Während des Ersten Weltkriegs diente er als Militärseelsorger in der deutschen Armee. In den folgenden Jahren widersetzte er sich dem Ruf des politischen Zionismus und setzte sich für einen lebendigen Platz für Juden in einem neuen Deutschland ein. Diese Hoffnung wurde mit dem Aufstieg des Nationalsozialismus zunichte gemacht.
Ab 1933 und auch nach seiner Deportation nach Theresienstadt setzte er sich in seiner Eigenschaft als Führer der deutsch-jüdischen Gemeinschaft unermüdlich dafür ein, seinen Glaubensbrüdern jede nur mögliche praktische, intellektuelle und geistige Unterstützung zukommen zu lassen.
Während andere nach dem Krieg daran arbeiteten, das deutsch-jüdische Leben aus der Asche wieder aufzubauen, erklärte ein desillusionierter Baeck diese Bemühungen für fehlgeleitet und verbrachte den Rest seines Lebens in England. Dennoch ist sein Name heute vielleicht am bekanntesten durch die Leo-Baeck-Institute in New York, London, Berlin und Jerusalem, die sich der Bewahrung des kulturellen Erbes des deutschsprachigen Judentums widmen.
Michael A. Meyer hat eine Biographie geschrieben, die Leo Baecks Stellung als mutiger Gemeindeleiter und als einer der bedeutendsten jüdischen religiösen Denker des 20. Jahrhunderts, vergleichbar mit bekannteren Persönlichkeiten wie Martin Buber, Franz Rosenzweig und Abraham Joshua Heschel, gleichermaßen berücksichtigt.

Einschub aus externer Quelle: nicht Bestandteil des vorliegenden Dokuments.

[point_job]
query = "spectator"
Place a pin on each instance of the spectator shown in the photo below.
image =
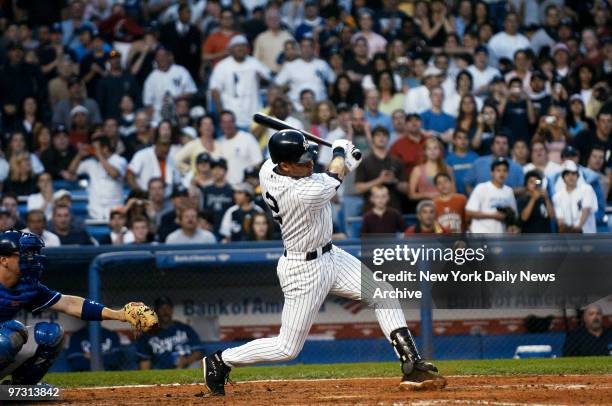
(426, 220)
(218, 197)
(410, 149)
(61, 225)
(190, 233)
(552, 131)
(505, 43)
(215, 46)
(601, 136)
(236, 220)
(261, 228)
(461, 159)
(106, 171)
(78, 353)
(239, 148)
(482, 73)
(119, 234)
(591, 338)
(478, 173)
(57, 158)
(492, 206)
(174, 346)
(235, 82)
(22, 180)
(18, 80)
(417, 99)
(517, 112)
(421, 183)
(36, 224)
(373, 116)
(154, 162)
(43, 200)
(450, 206)
(63, 110)
(520, 153)
(596, 163)
(269, 44)
(113, 86)
(166, 84)
(140, 230)
(306, 72)
(535, 208)
(168, 221)
(381, 219)
(184, 39)
(435, 121)
(575, 203)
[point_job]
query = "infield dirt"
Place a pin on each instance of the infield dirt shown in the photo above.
(484, 390)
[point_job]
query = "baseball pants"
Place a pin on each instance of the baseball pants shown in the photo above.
(305, 285)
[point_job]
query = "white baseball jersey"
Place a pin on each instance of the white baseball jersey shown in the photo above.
(238, 83)
(303, 209)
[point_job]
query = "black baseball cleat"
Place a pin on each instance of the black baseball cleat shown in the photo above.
(424, 376)
(216, 374)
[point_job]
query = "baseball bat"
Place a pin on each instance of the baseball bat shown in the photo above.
(276, 124)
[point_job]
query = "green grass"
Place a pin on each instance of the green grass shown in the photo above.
(585, 365)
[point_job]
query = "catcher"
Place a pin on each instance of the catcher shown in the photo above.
(27, 353)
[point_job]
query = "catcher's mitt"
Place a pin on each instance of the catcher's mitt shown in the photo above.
(141, 316)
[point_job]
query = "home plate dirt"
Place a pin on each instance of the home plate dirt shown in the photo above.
(483, 390)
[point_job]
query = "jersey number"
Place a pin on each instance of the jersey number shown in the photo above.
(273, 204)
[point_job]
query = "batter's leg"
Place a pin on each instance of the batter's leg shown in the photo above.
(355, 281)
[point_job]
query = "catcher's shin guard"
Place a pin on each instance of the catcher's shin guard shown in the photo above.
(216, 374)
(49, 337)
(417, 374)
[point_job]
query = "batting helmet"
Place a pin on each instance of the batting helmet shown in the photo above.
(291, 146)
(9, 242)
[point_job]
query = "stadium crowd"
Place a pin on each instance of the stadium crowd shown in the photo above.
(483, 116)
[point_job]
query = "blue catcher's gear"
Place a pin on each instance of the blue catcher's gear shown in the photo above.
(9, 242)
(49, 337)
(13, 335)
(31, 261)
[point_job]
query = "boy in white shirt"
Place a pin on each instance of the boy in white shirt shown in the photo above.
(492, 203)
(575, 204)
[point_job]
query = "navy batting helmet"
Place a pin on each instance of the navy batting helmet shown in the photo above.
(291, 146)
(9, 242)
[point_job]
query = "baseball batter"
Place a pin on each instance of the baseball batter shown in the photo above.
(312, 267)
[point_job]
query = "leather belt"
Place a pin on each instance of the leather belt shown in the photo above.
(309, 256)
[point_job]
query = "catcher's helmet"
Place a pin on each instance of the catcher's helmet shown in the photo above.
(9, 242)
(291, 146)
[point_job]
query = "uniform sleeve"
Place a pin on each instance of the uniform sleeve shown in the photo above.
(317, 190)
(226, 224)
(43, 299)
(473, 203)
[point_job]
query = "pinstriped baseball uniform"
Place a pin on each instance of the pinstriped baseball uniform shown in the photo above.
(302, 207)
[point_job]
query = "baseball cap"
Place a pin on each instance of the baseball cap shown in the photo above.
(569, 166)
(569, 151)
(251, 172)
(219, 162)
(238, 40)
(179, 191)
(78, 109)
(245, 188)
(432, 71)
(499, 161)
(62, 193)
(203, 157)
(162, 300)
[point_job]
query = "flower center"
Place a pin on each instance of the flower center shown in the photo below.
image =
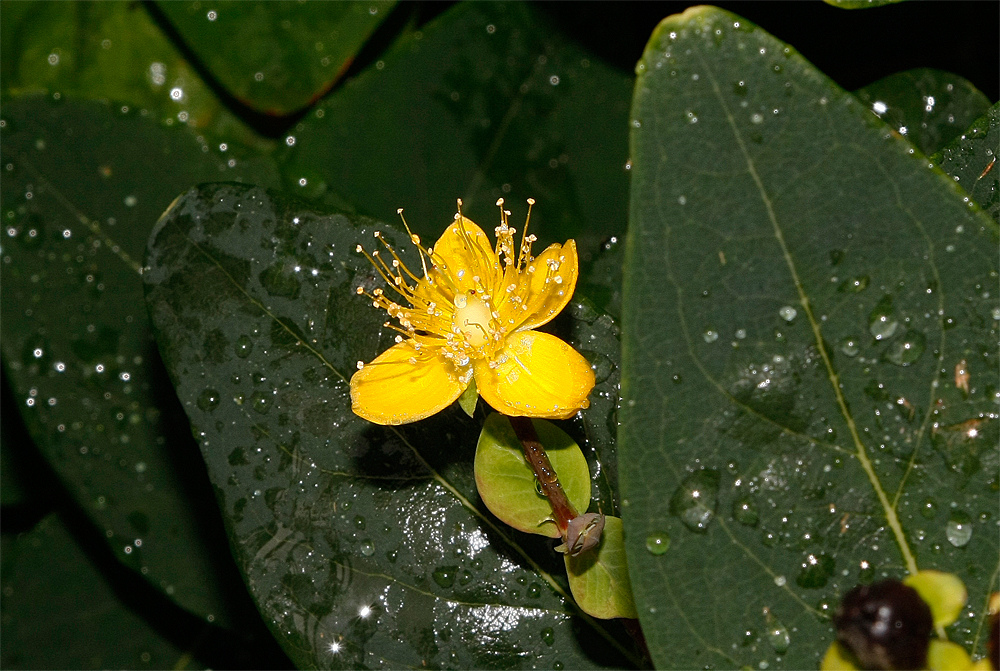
(472, 319)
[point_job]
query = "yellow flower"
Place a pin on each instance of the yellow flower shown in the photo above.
(471, 316)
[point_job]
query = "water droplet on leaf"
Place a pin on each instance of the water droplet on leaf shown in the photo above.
(695, 499)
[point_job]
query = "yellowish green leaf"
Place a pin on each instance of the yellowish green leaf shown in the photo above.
(506, 482)
(599, 579)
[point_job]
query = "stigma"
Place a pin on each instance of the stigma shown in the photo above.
(473, 319)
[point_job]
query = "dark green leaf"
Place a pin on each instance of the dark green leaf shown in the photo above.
(799, 292)
(971, 161)
(486, 101)
(930, 107)
(82, 186)
(362, 545)
(276, 57)
(59, 613)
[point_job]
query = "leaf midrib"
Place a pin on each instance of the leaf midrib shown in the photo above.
(860, 453)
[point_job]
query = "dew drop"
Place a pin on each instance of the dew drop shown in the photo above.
(907, 349)
(959, 529)
(208, 400)
(261, 402)
(695, 499)
(928, 509)
(849, 346)
(445, 575)
(243, 346)
(745, 512)
(817, 569)
(658, 543)
(777, 634)
(882, 322)
(854, 285)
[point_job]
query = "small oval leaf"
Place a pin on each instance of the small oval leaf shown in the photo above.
(599, 579)
(507, 484)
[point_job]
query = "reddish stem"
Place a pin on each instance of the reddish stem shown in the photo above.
(562, 509)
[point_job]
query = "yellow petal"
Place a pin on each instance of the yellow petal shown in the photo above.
(394, 390)
(546, 299)
(944, 593)
(464, 252)
(537, 375)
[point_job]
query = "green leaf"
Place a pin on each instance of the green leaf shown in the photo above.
(930, 107)
(361, 544)
(971, 161)
(599, 578)
(289, 54)
(112, 51)
(507, 484)
(799, 290)
(78, 204)
(486, 101)
(53, 593)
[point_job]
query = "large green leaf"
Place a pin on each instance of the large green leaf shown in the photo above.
(800, 289)
(53, 594)
(488, 100)
(362, 545)
(971, 161)
(289, 53)
(930, 107)
(110, 51)
(78, 204)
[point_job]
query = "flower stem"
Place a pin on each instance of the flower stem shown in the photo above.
(562, 509)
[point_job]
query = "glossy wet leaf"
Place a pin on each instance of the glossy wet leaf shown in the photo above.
(289, 53)
(52, 593)
(804, 300)
(860, 4)
(487, 100)
(971, 161)
(78, 204)
(111, 51)
(361, 544)
(508, 486)
(599, 578)
(930, 107)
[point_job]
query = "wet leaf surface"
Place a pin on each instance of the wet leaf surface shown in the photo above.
(487, 100)
(109, 51)
(809, 361)
(78, 205)
(930, 107)
(53, 593)
(971, 161)
(362, 545)
(289, 53)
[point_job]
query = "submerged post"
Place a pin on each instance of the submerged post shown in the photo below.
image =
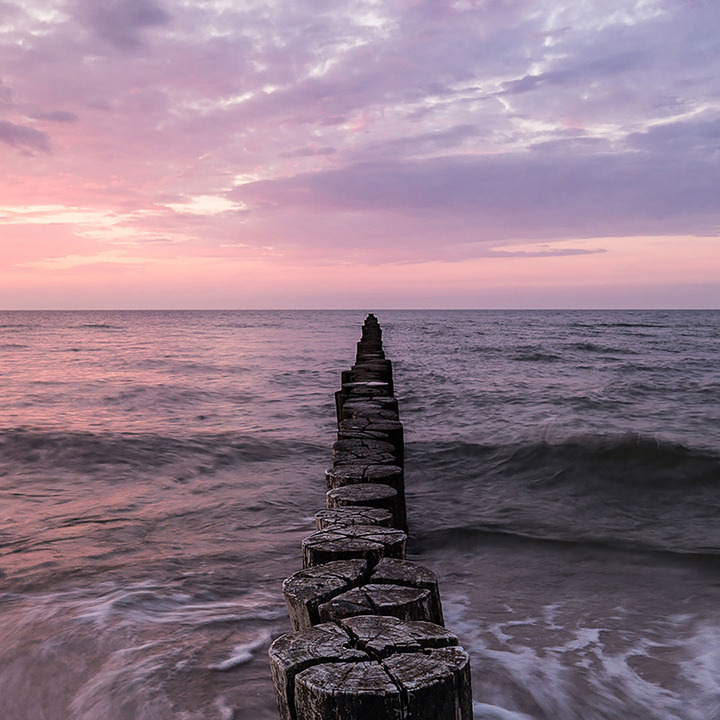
(368, 639)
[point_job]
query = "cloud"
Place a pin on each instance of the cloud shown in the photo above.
(121, 22)
(59, 116)
(23, 137)
(519, 195)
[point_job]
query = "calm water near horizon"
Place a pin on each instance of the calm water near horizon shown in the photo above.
(158, 471)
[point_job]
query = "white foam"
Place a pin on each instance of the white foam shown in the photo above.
(241, 654)
(482, 711)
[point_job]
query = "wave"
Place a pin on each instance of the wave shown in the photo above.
(32, 449)
(620, 490)
(587, 346)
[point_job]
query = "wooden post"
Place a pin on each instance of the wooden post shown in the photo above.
(368, 642)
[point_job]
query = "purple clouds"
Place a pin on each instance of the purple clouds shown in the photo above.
(449, 130)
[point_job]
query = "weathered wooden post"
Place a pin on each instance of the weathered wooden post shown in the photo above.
(368, 640)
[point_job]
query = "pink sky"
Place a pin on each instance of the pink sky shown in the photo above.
(364, 153)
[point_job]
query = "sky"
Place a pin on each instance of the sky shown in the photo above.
(359, 154)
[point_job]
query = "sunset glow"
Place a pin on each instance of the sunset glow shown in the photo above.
(531, 153)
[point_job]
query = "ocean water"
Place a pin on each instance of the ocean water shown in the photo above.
(158, 471)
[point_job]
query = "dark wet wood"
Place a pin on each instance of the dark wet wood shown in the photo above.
(306, 590)
(344, 516)
(376, 661)
(382, 635)
(404, 572)
(370, 494)
(357, 691)
(295, 652)
(367, 542)
(405, 603)
(435, 684)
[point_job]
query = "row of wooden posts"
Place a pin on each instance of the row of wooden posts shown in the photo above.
(368, 640)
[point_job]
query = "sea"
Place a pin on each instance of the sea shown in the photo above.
(159, 470)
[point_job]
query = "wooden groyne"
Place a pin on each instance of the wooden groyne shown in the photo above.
(368, 640)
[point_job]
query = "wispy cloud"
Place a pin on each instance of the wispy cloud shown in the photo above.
(361, 131)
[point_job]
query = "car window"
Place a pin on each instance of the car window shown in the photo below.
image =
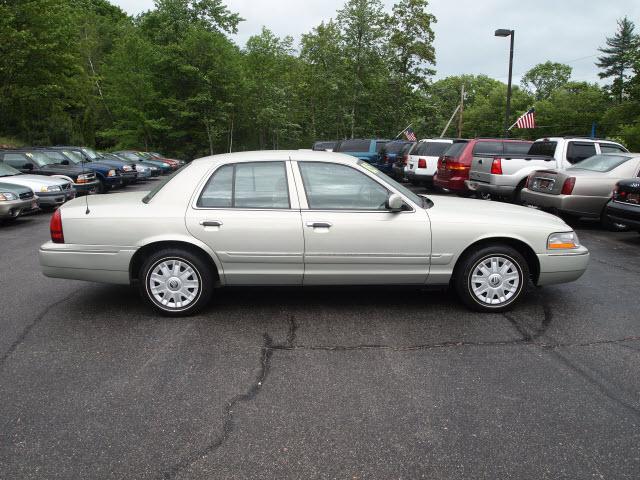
(331, 186)
(601, 163)
(611, 148)
(431, 149)
(247, 185)
(487, 148)
(516, 148)
(578, 151)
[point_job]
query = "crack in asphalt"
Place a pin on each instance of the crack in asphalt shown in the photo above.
(25, 332)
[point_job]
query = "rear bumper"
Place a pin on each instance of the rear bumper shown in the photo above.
(93, 263)
(562, 267)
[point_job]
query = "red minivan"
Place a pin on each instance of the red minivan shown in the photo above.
(454, 164)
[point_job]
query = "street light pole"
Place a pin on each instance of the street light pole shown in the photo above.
(503, 32)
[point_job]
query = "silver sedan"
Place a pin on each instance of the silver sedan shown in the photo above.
(304, 218)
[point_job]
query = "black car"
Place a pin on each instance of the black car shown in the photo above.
(624, 206)
(36, 162)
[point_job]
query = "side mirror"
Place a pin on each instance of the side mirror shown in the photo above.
(395, 203)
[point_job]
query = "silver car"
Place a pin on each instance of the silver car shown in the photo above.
(584, 189)
(304, 218)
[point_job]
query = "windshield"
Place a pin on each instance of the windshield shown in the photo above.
(601, 163)
(8, 170)
(401, 188)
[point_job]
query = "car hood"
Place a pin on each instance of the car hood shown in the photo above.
(34, 182)
(454, 209)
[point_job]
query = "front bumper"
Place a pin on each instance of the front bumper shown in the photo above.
(562, 267)
(13, 208)
(93, 263)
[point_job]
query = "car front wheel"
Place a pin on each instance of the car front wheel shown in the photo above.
(176, 282)
(492, 279)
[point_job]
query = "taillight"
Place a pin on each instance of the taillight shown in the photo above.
(496, 166)
(568, 185)
(55, 226)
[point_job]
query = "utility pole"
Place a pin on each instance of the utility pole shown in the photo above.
(460, 119)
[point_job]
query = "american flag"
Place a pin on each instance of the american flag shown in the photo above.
(410, 134)
(527, 120)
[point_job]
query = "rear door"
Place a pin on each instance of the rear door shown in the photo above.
(248, 214)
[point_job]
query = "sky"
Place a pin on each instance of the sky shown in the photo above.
(566, 31)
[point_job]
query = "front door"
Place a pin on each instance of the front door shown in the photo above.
(350, 235)
(249, 216)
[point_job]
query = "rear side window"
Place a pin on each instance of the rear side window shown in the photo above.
(247, 185)
(456, 149)
(487, 148)
(431, 149)
(354, 146)
(543, 148)
(516, 148)
(578, 151)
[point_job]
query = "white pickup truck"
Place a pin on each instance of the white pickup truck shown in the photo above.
(504, 176)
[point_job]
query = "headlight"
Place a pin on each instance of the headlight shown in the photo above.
(7, 196)
(563, 241)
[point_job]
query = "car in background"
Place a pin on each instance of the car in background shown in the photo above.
(324, 146)
(423, 160)
(105, 176)
(455, 162)
(389, 153)
(624, 206)
(53, 183)
(401, 165)
(165, 167)
(503, 175)
(15, 199)
(364, 149)
(584, 189)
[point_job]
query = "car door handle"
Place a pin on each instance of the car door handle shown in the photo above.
(319, 224)
(211, 223)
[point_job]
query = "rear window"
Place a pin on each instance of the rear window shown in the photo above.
(456, 149)
(543, 148)
(354, 146)
(487, 148)
(516, 148)
(601, 163)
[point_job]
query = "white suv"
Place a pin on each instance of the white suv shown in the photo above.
(423, 159)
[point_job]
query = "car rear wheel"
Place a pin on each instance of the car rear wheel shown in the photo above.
(176, 282)
(492, 279)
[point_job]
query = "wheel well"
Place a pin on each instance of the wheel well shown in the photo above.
(525, 250)
(138, 258)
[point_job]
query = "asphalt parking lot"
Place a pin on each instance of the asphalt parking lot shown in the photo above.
(345, 383)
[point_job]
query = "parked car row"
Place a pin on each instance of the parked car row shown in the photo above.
(44, 178)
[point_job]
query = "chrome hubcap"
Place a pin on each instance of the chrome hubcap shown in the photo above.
(173, 283)
(495, 280)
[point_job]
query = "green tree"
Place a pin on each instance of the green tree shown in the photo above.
(545, 78)
(618, 57)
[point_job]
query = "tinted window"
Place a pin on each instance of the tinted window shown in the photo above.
(611, 148)
(338, 187)
(431, 149)
(516, 148)
(543, 148)
(579, 151)
(601, 163)
(354, 146)
(487, 148)
(456, 149)
(247, 185)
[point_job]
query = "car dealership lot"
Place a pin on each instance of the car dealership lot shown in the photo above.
(330, 383)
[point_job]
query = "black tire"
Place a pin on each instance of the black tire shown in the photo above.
(463, 280)
(201, 271)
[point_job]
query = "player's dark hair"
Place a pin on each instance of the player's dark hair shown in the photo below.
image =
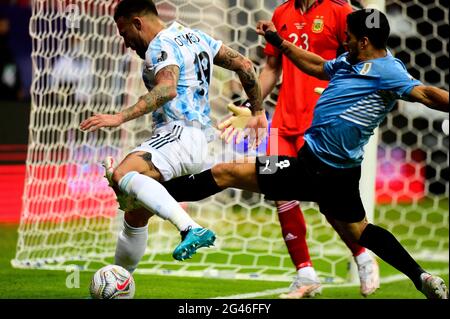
(370, 23)
(128, 8)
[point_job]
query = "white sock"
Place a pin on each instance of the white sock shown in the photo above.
(153, 196)
(307, 272)
(363, 258)
(131, 246)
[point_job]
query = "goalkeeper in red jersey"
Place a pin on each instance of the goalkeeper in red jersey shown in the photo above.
(318, 27)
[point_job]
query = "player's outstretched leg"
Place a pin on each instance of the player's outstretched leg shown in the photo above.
(368, 270)
(433, 287)
(155, 198)
(388, 248)
(293, 227)
(369, 273)
(126, 202)
(191, 240)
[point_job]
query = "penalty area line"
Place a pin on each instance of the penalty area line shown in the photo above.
(271, 292)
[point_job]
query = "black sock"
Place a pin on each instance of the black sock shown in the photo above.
(387, 247)
(190, 188)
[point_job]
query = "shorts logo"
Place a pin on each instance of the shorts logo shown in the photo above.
(271, 167)
(366, 68)
(163, 57)
(283, 164)
(267, 169)
(317, 26)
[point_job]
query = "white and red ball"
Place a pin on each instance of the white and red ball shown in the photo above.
(112, 282)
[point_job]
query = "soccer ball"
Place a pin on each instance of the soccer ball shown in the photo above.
(112, 282)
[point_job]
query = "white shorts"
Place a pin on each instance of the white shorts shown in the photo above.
(177, 149)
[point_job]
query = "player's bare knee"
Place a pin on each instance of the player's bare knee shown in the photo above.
(118, 174)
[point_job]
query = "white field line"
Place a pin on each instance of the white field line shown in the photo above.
(271, 292)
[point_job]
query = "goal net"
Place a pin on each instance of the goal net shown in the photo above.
(80, 67)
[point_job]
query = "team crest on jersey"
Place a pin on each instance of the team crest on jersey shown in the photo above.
(162, 57)
(317, 26)
(366, 68)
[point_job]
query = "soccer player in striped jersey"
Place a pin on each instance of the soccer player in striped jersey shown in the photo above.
(317, 26)
(177, 72)
(364, 85)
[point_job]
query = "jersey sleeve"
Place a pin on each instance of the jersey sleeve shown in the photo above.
(398, 80)
(331, 66)
(270, 49)
(341, 22)
(162, 53)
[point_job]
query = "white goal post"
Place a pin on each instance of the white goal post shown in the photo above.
(70, 217)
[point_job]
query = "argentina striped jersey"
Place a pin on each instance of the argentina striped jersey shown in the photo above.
(193, 52)
(356, 101)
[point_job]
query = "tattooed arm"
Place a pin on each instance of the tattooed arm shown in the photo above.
(164, 91)
(234, 61)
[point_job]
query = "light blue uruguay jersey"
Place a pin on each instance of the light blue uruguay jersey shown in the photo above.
(193, 52)
(356, 101)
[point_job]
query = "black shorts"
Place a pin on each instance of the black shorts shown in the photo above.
(308, 179)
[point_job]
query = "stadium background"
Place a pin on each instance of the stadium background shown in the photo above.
(413, 156)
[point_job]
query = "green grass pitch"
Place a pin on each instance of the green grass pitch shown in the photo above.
(43, 284)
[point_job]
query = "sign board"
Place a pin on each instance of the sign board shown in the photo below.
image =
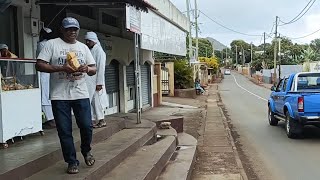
(158, 34)
(133, 19)
(314, 66)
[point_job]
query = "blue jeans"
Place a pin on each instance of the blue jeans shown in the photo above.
(62, 115)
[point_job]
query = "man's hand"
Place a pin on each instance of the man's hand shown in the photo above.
(98, 88)
(67, 68)
(83, 68)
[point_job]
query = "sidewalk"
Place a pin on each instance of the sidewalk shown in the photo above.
(265, 85)
(217, 155)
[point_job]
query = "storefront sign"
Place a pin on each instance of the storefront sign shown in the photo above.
(158, 34)
(133, 19)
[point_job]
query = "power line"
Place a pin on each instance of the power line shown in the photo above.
(300, 15)
(306, 35)
(226, 26)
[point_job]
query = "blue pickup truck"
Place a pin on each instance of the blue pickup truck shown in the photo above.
(296, 101)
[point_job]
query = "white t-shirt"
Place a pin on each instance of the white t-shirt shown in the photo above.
(65, 86)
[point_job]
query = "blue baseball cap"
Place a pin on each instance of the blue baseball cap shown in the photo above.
(69, 22)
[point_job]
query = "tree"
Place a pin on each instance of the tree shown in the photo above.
(211, 62)
(205, 47)
(315, 45)
(308, 54)
(183, 74)
(241, 46)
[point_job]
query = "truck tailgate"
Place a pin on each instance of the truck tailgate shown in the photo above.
(311, 102)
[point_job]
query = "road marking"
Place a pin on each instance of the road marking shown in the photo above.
(259, 97)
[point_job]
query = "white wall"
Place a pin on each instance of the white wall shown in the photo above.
(157, 34)
(167, 9)
(27, 41)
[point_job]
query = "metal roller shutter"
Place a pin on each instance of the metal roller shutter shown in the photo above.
(112, 77)
(130, 75)
(145, 84)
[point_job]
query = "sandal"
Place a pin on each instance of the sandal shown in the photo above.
(101, 123)
(73, 169)
(89, 159)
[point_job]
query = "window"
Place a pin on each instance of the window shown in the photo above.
(285, 84)
(109, 20)
(280, 85)
(131, 93)
(9, 30)
(85, 11)
(310, 81)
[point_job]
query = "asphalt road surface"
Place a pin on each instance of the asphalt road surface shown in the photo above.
(271, 154)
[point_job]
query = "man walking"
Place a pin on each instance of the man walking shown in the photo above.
(96, 83)
(68, 60)
(45, 35)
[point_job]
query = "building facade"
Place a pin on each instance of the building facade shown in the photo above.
(162, 28)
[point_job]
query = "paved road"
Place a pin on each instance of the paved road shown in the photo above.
(273, 155)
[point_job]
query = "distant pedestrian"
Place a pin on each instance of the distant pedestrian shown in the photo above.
(96, 83)
(45, 35)
(68, 60)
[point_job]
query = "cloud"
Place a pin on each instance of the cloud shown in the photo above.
(255, 17)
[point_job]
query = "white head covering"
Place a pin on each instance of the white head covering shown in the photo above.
(92, 36)
(3, 46)
(47, 30)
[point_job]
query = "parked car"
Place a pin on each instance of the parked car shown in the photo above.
(296, 101)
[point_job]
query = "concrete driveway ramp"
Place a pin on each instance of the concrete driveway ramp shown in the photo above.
(180, 167)
(108, 153)
(145, 164)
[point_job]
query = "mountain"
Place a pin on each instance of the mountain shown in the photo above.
(216, 44)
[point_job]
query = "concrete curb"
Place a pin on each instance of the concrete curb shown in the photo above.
(253, 81)
(239, 163)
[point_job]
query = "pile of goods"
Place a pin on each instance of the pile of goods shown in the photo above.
(10, 84)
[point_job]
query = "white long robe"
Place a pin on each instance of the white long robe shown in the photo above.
(99, 100)
(44, 82)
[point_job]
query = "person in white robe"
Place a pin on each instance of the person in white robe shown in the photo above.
(96, 83)
(44, 81)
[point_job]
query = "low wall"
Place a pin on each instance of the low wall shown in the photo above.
(156, 102)
(185, 93)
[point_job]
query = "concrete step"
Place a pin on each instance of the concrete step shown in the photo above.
(37, 153)
(108, 154)
(182, 162)
(145, 164)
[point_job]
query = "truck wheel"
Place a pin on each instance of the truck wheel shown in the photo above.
(293, 128)
(272, 120)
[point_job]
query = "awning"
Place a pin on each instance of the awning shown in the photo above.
(140, 4)
(4, 4)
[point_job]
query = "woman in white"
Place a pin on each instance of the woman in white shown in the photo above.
(44, 80)
(96, 83)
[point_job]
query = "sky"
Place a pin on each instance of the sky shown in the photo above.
(254, 17)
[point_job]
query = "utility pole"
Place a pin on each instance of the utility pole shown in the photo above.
(213, 55)
(206, 52)
(236, 55)
(243, 58)
(275, 53)
(190, 33)
(264, 47)
(197, 33)
(279, 56)
(226, 55)
(251, 53)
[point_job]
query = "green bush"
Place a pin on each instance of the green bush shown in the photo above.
(183, 75)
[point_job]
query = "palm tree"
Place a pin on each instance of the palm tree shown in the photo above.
(309, 54)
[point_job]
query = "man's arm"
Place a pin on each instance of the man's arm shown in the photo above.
(44, 66)
(92, 70)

Um Baeck vollständig zu verstehen, so Meyer, müsse man nicht nur sein Denken und sein öffentliches Wirken untersuchen, sondern auch seine Persönlichkeit. Im Allgemeinen wurde er als sanft und freundlich beschrieben, konnte aber auch kämpferisch sein, wenn es nötig war, und ein Hauch von Puritanismus und eine übergroße Verehrung für das Märtyrertum durchzogen seine psychologische Verfassung. Auf der Grundlage einer Vielzahl von Quellen, von denen einige erst in den letzten Jahren ans Licht gekommen sind, vor allem aber anhand von Baecks eigenen Schriften, zeichnet Meyer ein komplexes und nuanciertes Bild einer der bemerkenswertesten Persönlichkeiten der jüdischen Geschichte unserer Zeit.